Une histoire américaine

Ce fut un moment triste. L’instantané amer d’un destin brisé. Pendant une vingtaine de secondes, les éléments de l’affaire judiciaire, maintes fois tournés et retournés, s’effacèrent brusquement. Il n’y eut plus que la marche pathétique de ce couple gravissant sous les huées les marches du palais de justice de South Manhattan quand il rêvait de monter sous les vivats celles du palais de l’Élysée.

Il n’y eut plus que ces deux personnages marqués par une épreuve rédhibitoire, cassés, défaits, et leurs mâchoires crispées qui tentaient maladroitement de sourire sans vraiment y parvenir. Comme si, par quelque sortilège maudit, ces antihéros avaient vieilli de dix ans en un mois.
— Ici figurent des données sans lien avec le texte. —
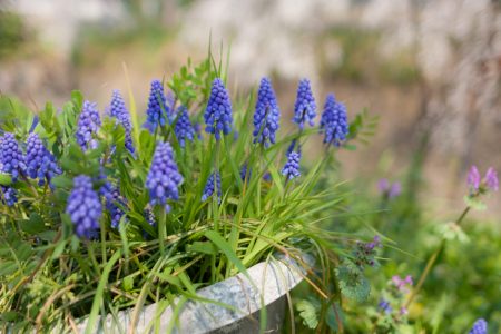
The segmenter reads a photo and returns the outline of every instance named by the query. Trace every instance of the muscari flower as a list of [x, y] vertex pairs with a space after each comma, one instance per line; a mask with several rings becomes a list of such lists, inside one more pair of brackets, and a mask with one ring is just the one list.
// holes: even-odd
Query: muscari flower
[[390, 302], [386, 299], [381, 299], [377, 304], [377, 307], [380, 307], [384, 313], [390, 314], [392, 313], [393, 308], [390, 305]]
[[254, 143], [268, 147], [275, 144], [278, 129], [279, 109], [272, 81], [263, 78], [257, 92], [256, 111], [254, 112]]
[[324, 143], [334, 146], [340, 146], [348, 134], [346, 107], [337, 102], [333, 94], [325, 100], [320, 129], [325, 132]]
[[117, 122], [120, 124], [125, 129], [125, 147], [134, 154], [134, 144], [132, 144], [132, 124], [130, 121], [130, 114], [127, 110], [124, 98], [120, 95], [118, 89], [114, 90], [111, 95], [111, 104], [109, 106], [109, 115], [117, 119]]
[[301, 176], [299, 159], [301, 154], [297, 151], [292, 151], [287, 156], [287, 163], [285, 164], [284, 168], [282, 168], [282, 175], [284, 175], [287, 180]]
[[73, 179], [66, 213], [70, 216], [78, 237], [90, 239], [97, 236], [102, 206], [99, 195], [92, 189], [90, 177], [80, 175]]
[[479, 318], [471, 327], [469, 334], [488, 334], [488, 323], [483, 318]]
[[302, 130], [305, 121], [307, 121], [310, 126], [314, 126], [313, 119], [315, 116], [316, 105], [315, 99], [313, 98], [312, 88], [310, 87], [310, 80], [303, 79], [299, 81], [299, 86], [297, 88], [293, 121], [297, 124]]
[[498, 191], [499, 189], [498, 173], [493, 167], [489, 167], [485, 173], [485, 186], [492, 191]]
[[77, 125], [77, 143], [84, 150], [88, 148], [95, 149], [98, 143], [92, 136], [97, 134], [101, 126], [101, 119], [97, 110], [97, 105], [90, 101], [85, 101], [78, 117]]
[[159, 80], [151, 81], [148, 98], [148, 109], [146, 109], [145, 127], [154, 132], [158, 126], [164, 127], [168, 121], [169, 107], [164, 95], [164, 85]]
[[173, 148], [169, 143], [158, 143], [155, 155], [146, 178], [146, 187], [149, 190], [150, 205], [165, 205], [166, 212], [170, 210], [168, 199], [179, 199], [178, 187], [183, 183]]
[[477, 166], [471, 166], [470, 170], [468, 171], [468, 185], [473, 190], [478, 190], [480, 187], [480, 173]]
[[11, 132], [6, 132], [0, 144], [0, 165], [1, 171], [8, 173], [12, 176], [12, 181], [16, 181], [20, 174], [26, 171], [24, 156], [19, 148], [16, 137]]
[[[214, 181], [214, 178], [216, 178], [216, 181]], [[204, 194], [202, 194], [202, 200], [207, 200], [213, 194], [214, 194], [214, 187], [216, 187], [217, 193], [217, 199], [220, 203], [220, 174], [219, 173], [213, 173], [210, 174], [209, 178], [207, 179], [207, 183], [205, 184]]]
[[220, 132], [228, 135], [232, 131], [232, 101], [223, 80], [219, 78], [213, 81], [204, 120], [206, 125], [205, 131], [214, 134], [216, 140], [220, 139]]
[[56, 163], [56, 158], [43, 146], [43, 143], [37, 134], [30, 134], [28, 136], [26, 160], [29, 177], [38, 178], [40, 186], [45, 185], [46, 181], [50, 184], [52, 177], [62, 173]]
[[0, 186], [0, 203], [6, 204], [7, 206], [12, 206], [18, 202], [18, 191], [14, 188]]
[[176, 134], [176, 138], [179, 141], [180, 147], [185, 147], [186, 140], [194, 140], [195, 129], [189, 120], [188, 109], [186, 107], [179, 107], [177, 115], [174, 132]]

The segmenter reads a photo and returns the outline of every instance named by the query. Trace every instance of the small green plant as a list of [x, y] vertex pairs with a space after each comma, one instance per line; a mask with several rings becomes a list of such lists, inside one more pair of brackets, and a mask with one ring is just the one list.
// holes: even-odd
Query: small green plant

Ce fut une séquence hollywoodienne où la vie est plus sombre que le cinéma. Ici, la lumière ne se rallumera pas : le réel n’offre pas de sursis. On quitte l’audience mais la séance, illimitée, continue avec cet inimaginable scénario d’un ex-directeur du FMI poursuivi pour viol.
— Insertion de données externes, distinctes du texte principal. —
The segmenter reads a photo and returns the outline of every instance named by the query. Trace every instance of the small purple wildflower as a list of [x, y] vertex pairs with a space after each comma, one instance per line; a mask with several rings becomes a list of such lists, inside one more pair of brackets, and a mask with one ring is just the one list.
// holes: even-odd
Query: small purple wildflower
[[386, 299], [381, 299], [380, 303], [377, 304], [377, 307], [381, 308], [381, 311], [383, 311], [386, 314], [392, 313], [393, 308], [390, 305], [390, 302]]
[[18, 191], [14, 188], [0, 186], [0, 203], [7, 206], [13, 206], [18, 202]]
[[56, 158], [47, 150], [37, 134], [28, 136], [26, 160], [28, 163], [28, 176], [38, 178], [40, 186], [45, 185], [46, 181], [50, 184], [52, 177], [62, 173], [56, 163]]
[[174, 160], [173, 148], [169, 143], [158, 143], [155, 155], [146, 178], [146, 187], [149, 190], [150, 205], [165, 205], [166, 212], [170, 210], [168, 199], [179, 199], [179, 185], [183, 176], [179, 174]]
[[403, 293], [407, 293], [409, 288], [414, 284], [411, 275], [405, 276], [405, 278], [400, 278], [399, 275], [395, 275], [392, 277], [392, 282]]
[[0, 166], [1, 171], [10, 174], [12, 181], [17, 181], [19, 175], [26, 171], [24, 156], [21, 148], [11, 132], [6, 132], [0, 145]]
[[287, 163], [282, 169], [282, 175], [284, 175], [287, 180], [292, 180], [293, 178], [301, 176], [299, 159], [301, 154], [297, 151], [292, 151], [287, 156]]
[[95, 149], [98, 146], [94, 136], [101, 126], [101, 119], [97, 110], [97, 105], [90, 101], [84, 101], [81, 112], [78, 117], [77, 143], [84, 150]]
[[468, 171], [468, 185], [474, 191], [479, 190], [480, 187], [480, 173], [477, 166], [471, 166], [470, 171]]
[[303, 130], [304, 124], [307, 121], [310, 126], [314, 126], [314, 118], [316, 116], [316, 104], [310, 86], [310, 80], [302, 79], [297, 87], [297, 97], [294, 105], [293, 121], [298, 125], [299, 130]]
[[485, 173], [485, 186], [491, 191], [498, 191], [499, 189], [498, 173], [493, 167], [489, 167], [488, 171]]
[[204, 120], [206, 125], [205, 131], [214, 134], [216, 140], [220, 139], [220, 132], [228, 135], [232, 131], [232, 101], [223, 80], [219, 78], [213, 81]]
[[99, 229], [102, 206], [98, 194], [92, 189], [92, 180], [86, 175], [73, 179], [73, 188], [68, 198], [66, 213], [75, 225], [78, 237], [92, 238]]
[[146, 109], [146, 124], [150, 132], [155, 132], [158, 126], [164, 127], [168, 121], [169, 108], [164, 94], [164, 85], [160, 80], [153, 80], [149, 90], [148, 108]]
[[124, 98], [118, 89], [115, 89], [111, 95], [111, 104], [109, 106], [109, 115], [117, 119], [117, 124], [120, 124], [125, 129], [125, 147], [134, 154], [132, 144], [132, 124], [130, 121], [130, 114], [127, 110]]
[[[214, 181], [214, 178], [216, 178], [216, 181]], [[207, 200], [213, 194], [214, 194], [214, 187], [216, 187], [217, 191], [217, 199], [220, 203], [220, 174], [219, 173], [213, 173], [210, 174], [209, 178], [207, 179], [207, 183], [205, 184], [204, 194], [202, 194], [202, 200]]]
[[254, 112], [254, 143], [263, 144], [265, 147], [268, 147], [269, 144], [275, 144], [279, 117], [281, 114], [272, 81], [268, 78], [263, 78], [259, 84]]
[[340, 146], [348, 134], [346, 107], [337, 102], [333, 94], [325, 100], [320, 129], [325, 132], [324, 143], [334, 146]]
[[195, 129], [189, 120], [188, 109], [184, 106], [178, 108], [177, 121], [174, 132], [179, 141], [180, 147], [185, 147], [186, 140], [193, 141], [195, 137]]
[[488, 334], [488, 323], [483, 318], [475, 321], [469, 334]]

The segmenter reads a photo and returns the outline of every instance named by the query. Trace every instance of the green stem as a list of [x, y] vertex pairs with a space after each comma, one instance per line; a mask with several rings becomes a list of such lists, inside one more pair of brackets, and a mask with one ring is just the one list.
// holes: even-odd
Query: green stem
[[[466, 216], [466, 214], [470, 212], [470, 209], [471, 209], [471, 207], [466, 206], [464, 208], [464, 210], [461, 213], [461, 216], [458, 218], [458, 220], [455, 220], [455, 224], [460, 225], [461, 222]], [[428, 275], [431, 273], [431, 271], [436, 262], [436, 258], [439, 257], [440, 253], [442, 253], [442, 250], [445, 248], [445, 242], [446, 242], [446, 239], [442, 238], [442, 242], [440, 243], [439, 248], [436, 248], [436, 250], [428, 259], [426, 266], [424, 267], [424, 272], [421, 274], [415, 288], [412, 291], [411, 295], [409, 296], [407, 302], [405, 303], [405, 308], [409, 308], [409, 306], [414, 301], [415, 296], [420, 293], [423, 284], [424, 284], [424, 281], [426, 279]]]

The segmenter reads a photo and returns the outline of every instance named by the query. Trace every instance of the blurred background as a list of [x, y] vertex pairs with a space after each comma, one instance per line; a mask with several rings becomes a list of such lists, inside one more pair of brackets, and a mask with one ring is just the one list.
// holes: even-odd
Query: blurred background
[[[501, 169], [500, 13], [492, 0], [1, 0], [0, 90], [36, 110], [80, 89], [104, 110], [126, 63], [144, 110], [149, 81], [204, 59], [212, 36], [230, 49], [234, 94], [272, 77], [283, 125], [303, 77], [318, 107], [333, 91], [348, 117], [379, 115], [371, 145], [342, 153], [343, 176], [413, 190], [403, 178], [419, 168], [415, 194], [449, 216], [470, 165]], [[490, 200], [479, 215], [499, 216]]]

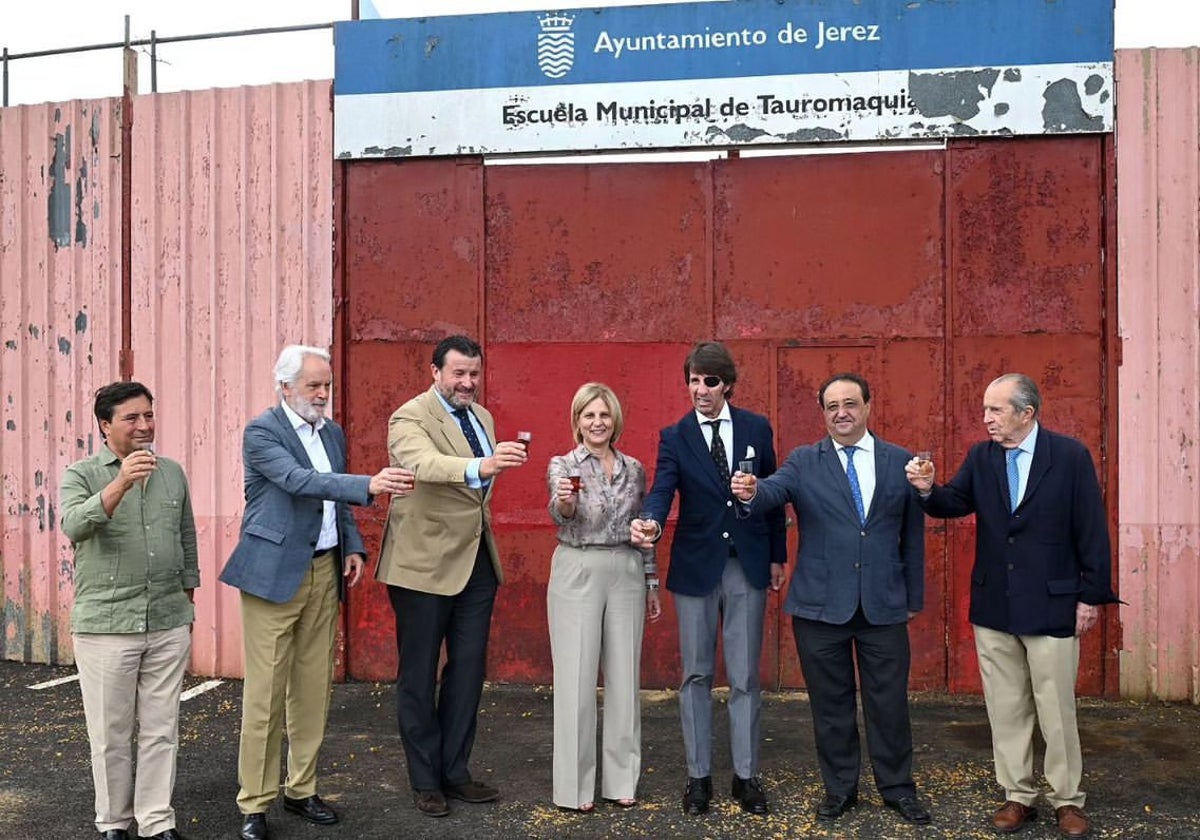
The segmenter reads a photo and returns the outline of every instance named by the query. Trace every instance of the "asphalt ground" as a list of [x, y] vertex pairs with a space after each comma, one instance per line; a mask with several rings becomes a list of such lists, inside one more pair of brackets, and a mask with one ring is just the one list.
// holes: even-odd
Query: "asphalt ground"
[[[0, 839], [94, 838], [88, 734], [73, 668], [0, 662]], [[188, 677], [185, 689], [209, 682]], [[716, 798], [701, 817], [680, 812], [685, 781], [674, 692], [643, 695], [641, 802], [632, 809], [600, 803], [592, 814], [550, 802], [552, 702], [536, 686], [488, 685], [480, 712], [473, 772], [502, 798], [468, 805], [451, 800], [443, 818], [412, 805], [395, 727], [390, 684], [334, 688], [322, 751], [319, 790], [341, 814], [318, 827], [270, 812], [272, 840], [388, 838], [995, 838], [990, 815], [1001, 793], [991, 769], [988, 720], [978, 697], [916, 695], [914, 775], [934, 816], [904, 823], [884, 809], [864, 761], [859, 805], [835, 823], [818, 823], [822, 792], [803, 692], [768, 694], [763, 702], [761, 778], [767, 817], [743, 814], [728, 796], [727, 718], [716, 709], [713, 784]], [[178, 826], [188, 840], [238, 836], [238, 726], [241, 683], [224, 680], [182, 704]], [[1080, 701], [1084, 787], [1094, 838], [1200, 838], [1200, 708], [1127, 701]], [[1040, 761], [1040, 758], [1039, 758]], [[1055, 838], [1052, 812], [1019, 838]]]

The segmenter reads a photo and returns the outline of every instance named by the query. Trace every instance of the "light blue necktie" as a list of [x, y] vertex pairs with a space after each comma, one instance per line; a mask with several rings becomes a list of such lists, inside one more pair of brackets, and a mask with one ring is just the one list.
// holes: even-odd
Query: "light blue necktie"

Et une immense impression de gâchis qui assaillent les spectateurs. Pour l’agresseur présumé, qui a tout perdu. Et pour sa victime présumée, irrémédiablement abîmée par ce 14 mai tragique où une violence inattendue a ravagé sa confiance dans l’existence. La suite de la procédure n’y changera rien : il n’y aura pas de gagnant dans ce procès.

Ce fut le début d’une histoire américaine dont les protagonistes vont s’affronter dans un combat de prétoire où, rituellement, le pays règle ses comptes avec lui-même.

Peu importe que Dominique Strauss-Kahn soit français et favori pour la présidentielle. Ce qu’il incarne désormais c’est le pouvoir, l’argent, la puissance quand son accusatrice, guinéenne, représente, elle, la pauvreté du Bronx, l’effort, et la promesse de l’Amérique.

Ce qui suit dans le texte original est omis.